Being pregnant can suck. Although many of us, like me, will never really know what it is like, we will (in all likelihood) all know someone who is (or has been) pregnant; and if you don't believe me: ask them!
Pregnancy could mildly be described as a time of some changes. The process of growing another human is a complicated one, and it will put stresses and strains on your body it will never have experienced before.
So, about six million years ago, plus or minus, our ancestors started walking on two legs, a trait called bipedalism.
This necessitated a whole host of changes, many of which might be considered a bit 'bodgy', as they were a cobbled-together adaptation of existing structures rather than a redesign, so to speak.
These changes have particular relevance in pregnancy, because many of them involved the way that the pelvis and spine fit together and work
As the orientation of the skeleton became more upright, changes to the shape of the pelvis and hips, muscle alignments and even the bony ridges and features have forced us accept a number of trade-offs.

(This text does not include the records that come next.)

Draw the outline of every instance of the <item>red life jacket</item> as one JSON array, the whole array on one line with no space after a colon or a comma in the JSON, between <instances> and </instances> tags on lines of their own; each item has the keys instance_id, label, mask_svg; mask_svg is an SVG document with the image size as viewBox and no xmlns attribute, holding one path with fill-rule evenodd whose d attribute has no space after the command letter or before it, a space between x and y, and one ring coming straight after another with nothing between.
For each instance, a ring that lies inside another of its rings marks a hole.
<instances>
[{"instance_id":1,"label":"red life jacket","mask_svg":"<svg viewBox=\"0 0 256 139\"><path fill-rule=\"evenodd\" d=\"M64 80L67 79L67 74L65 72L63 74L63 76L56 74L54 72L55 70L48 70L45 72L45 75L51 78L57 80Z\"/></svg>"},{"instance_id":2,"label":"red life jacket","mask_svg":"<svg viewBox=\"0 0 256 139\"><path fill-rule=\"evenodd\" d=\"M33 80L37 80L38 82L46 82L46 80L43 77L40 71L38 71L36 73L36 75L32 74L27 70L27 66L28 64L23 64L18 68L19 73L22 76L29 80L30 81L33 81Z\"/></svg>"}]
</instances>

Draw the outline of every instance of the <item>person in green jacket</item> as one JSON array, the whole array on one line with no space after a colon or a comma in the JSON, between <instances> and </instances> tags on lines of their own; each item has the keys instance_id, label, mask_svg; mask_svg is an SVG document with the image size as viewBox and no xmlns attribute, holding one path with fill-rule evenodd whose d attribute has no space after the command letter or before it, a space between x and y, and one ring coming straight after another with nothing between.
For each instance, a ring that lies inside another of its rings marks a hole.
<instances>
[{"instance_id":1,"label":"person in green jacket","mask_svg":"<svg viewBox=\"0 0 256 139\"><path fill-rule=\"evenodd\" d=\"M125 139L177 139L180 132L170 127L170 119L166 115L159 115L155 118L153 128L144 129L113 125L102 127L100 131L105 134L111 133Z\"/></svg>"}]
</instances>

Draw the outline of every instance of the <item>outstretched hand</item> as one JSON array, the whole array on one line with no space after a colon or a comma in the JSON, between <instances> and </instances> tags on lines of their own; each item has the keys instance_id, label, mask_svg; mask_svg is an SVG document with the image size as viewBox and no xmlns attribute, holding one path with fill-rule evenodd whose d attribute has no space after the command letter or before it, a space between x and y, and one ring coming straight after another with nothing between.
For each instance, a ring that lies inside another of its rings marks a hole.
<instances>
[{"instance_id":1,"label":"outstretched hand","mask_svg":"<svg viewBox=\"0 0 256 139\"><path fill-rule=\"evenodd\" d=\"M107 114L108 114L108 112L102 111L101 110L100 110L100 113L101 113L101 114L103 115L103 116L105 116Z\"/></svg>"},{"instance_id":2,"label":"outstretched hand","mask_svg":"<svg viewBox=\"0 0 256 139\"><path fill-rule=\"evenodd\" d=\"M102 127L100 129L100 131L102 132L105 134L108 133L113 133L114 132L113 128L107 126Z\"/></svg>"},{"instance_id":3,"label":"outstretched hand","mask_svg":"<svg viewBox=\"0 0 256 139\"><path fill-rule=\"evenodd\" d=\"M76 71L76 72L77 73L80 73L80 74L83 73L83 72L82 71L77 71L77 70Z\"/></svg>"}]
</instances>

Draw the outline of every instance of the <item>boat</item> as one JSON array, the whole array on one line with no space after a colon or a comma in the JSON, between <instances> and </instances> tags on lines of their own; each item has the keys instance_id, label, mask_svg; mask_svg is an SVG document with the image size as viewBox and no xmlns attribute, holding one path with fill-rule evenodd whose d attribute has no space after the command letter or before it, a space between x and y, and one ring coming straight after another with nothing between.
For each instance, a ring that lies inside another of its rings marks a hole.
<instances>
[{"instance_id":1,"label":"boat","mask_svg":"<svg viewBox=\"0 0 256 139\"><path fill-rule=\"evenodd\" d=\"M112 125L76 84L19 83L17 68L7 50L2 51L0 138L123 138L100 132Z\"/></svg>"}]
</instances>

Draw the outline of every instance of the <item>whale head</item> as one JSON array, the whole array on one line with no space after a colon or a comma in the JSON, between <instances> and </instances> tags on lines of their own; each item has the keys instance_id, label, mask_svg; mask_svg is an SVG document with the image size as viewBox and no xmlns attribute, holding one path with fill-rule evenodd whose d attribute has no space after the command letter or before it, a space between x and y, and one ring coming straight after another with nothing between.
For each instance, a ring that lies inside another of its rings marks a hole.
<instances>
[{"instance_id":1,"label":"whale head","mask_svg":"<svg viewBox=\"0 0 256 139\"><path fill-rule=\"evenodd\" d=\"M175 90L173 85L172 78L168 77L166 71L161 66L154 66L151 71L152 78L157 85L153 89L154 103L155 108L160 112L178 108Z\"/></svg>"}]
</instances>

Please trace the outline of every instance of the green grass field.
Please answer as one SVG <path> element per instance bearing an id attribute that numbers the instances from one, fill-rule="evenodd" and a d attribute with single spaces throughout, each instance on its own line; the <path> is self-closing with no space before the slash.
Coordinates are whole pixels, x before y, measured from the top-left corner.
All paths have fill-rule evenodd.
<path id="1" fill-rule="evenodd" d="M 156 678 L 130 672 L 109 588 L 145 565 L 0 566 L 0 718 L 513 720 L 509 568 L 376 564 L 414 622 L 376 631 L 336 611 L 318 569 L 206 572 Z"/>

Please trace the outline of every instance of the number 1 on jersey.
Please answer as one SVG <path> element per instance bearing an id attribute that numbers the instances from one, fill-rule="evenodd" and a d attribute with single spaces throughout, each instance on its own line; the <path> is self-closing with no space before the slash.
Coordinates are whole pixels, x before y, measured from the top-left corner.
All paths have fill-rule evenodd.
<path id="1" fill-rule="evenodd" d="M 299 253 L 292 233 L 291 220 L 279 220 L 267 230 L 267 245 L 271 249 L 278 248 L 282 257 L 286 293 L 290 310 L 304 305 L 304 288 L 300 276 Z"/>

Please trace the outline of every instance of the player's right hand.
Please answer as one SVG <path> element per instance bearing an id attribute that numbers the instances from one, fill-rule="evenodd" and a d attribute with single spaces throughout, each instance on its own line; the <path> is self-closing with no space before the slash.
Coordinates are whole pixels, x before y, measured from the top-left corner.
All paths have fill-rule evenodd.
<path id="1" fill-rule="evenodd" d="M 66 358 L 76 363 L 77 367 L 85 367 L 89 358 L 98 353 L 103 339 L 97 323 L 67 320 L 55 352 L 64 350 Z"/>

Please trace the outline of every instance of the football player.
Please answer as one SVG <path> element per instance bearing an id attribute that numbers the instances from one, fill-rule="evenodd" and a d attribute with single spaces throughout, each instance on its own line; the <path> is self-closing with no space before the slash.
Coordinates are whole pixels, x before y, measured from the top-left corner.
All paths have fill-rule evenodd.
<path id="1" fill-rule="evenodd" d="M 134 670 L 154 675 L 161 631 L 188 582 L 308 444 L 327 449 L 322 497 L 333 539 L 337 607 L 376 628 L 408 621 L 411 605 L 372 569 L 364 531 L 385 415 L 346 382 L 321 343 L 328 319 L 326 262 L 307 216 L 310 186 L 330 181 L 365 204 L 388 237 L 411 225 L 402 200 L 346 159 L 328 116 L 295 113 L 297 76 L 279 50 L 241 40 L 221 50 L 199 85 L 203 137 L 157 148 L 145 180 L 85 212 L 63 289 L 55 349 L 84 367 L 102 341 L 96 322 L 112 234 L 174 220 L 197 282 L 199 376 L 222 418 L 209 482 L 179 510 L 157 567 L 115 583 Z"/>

It is worthy of note that these trade-offs are not necessarily minor; arthritis appears to have been an issue, especially in the low back, pelvis and knees, since hominids developed bipedal locomotion.
The spine developed a number of curves, helping us to bring our body weight over our hips (or, more accurately, to align the gravitational centres of head, thorax and abdomen) and cushion the brain from the shock of ground-reaction forces from walking.
The femurs (thigh bones) turned to point more inwards, bringing our feet more directly under the centre of our bodies.
The pelvis became much shorted and bowl-like, giving better leverage to the hip muscles. The pelvis also got larger as we shifted from a quadrupedal (four-legged) to bipedal (two-legged) stance, and the abdomen relatively smaller. This means that limited space for abdominal expansion during pregnancy.
This in turn leads to several problems, including 'squeezing' of the foetus between the anterior (front) abdominal wall and the lordosis (inwards curve) of the lumbar spine; and consequent compression of the large blood vessels in the region and forward expansion of the abdomen.
Early in pregnancy, in the first trimester, there is normally a slight posterior rotation (bacwards tilt) of the pelvis caused by displacement pressures of the other organs. This actually flattens out the curve in the low back, which puts a little more strain on the lumbar erector spinae (muscles that hold you upright and support that curve). It also stretches the hip flexors (muscles at the front of the hip) and forces some contraction in the upper abdominal muscles at the front.
Towards the end of the first trimester, the abdomen as a whole is starting to change shape and orientation. As the uterus enlarges, pressure will be placed on the diaphragm (the dome-shaped muscle between thoracic, or chest, and abdominal cavities), forcing the region between the mid- and low back into extension, or backwards bending.
Later in pregnancy, the pelvis has commonly started to rotate anteriorly (forwards), with a consequent re-organisation of spinal curves. Now there is an increase in the lumbar lordosis, which places a strain on the abdominal muscles. This may also increase the pressure on the pubis and lower end of the ribs, and/or pelvic floor and pelvic ligaments. The head position will also shift, increasing strain at the junction of neck and upper back.
All of these contribute to the classic 'waddling' gait of pregnancy. Each person will apply different strategies while walking to cope with these underlying changes, so an individualised assessment of your compensatory mechanisms is essential to effective management.
How well you cope with these shifting stresses and strains determines how much discomfort you are likely to suffer.
Some of the structures in the body have been adapted on-the-fly to cope with the transition from walking on all fours to two legs.
Unfortunately the areas where this is most true are also fundamentally involved in pregnancy and childbirth.
By assessing just how your structure and function are compensating for each other, your osteopath can help to make this wonderful, exciting - but potentially uncomfortable - time as easy as possible.